Changing Color Beeswax happens if you overheat it. It can lose its color, go an olive or tan color or darken. This can also ruin the awesome sweet smell of your wax. It’s still usable but you’ll have to just get used to the color change You can learn more about Melting Beeswax here.

Quality Indicators of the Best Beeswax Pellets

When it comes to choosing the best beeswax pellets for your DIY projects, there are a few key quality things you should keep in mind.

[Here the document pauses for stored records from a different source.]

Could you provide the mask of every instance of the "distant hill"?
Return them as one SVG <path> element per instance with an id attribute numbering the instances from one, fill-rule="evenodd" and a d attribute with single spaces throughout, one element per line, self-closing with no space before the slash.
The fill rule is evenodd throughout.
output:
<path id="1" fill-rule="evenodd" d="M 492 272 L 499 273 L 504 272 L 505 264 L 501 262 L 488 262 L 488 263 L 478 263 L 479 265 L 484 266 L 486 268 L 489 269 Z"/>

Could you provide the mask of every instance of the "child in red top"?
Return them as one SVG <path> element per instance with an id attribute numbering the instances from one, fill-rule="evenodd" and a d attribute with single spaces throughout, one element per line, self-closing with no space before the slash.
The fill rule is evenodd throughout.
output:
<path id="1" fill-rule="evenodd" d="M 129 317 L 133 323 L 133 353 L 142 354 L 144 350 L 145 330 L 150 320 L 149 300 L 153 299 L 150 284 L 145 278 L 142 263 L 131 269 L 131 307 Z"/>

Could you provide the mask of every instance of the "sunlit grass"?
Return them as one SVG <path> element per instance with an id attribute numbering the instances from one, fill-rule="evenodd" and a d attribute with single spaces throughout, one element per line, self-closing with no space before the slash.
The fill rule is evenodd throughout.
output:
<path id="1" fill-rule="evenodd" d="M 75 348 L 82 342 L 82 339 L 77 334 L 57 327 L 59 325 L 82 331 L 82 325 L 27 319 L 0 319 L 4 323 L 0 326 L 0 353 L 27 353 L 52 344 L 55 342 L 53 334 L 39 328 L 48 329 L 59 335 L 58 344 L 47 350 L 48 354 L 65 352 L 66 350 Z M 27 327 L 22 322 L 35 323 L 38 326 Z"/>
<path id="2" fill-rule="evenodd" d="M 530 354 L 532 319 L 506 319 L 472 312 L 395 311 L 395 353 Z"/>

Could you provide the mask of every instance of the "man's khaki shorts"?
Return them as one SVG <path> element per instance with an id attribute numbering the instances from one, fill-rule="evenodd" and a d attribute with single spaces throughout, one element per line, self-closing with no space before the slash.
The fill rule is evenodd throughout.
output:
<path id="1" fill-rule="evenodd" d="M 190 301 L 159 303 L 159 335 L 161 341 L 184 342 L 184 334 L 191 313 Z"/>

These indicators will help you identify beeswax pellets that meet the highest standards of purity, usability, and safety. Since you’re putting this product on your skin or burning it in your home, quality is important.

Triple-Filtered Purity

One of the most important quality indicators to look for in beeswax pellets is triple-filtered purity. This meticulous process involves filtering the beeswax multiple times to remove any impurities like debris, pollen, dirt or other foreign particles.

By undergoing this extensive filtering process, the beeswax achieves a level of purity, cleanliness and refinement that ensures a high-quality end product.

This not only enhances the aesthetic appeal of your candles and skincare products but also guarantees that your final creations are free from unwanted contaminants.

Imagine a stream of pure honey flowing through layers upon layers of fine mesh filters, each designed to catch even the tiniest speck of impurity. That’s what triple-filtered purity achieves for beeswax pellets—a level of pristine cleanliness you want for your DIY projects.

Low Melting Point

Another quality indicator is the melting point of the beeswax pellets. The best beeswax pellets have a low melting point of around 144°F, making them exceptionally easy to work with for various DIY endeavors such as balms, salves and creams.

The low melting point ensures that the beeswax can be safely melted without requiring extremely high temperatures and advanced equipment, providing a user-friendly experience for crafters and artisans. You want to avoid high temperatures (above 185°F) as it will discolour your beeswax and lose the amazing aroma.

This makes beeswax pellets a great choice for adding to soaps to make them harder and last longer, lip balms to add body, and balm, butter, and salves to keep them firm.

The consistency and predictability of beeswax pellets with a low melting point simplify the crafting process, allowing you to focus on unleashing your creativity rather than struggling with unwieldy materials.

So when picking your pellets, make sure you go with triple filtered, 100% beeswax, Grade A ideally, and with a low melting point. This gives you the best beeswax, with the best aroma, color, consistency, and product to use for all your DIY projects.

How Are You Going to Use Beeswax Pellets?

There are so many projects you can use Beeswax pellets with so where are you going to start? A warning, once you get started, it’s hard to stop! Here’s some ideas to get you started.

  • Soaps
  • Candles
  • Lip balms
  • Salves
  • Butters and balms
  • Lotions and lotion bars
  • Hair pomade or mustache wax
  • Wax sachets (like candles but with a string for hanging)
  • Ornaments
  • Food wraps
  • Homemade crayons

Since pellets are so easy to measure and work with, they’re great for people new to DIY beeswax projects and ideal when you need precise measurements and small quantities.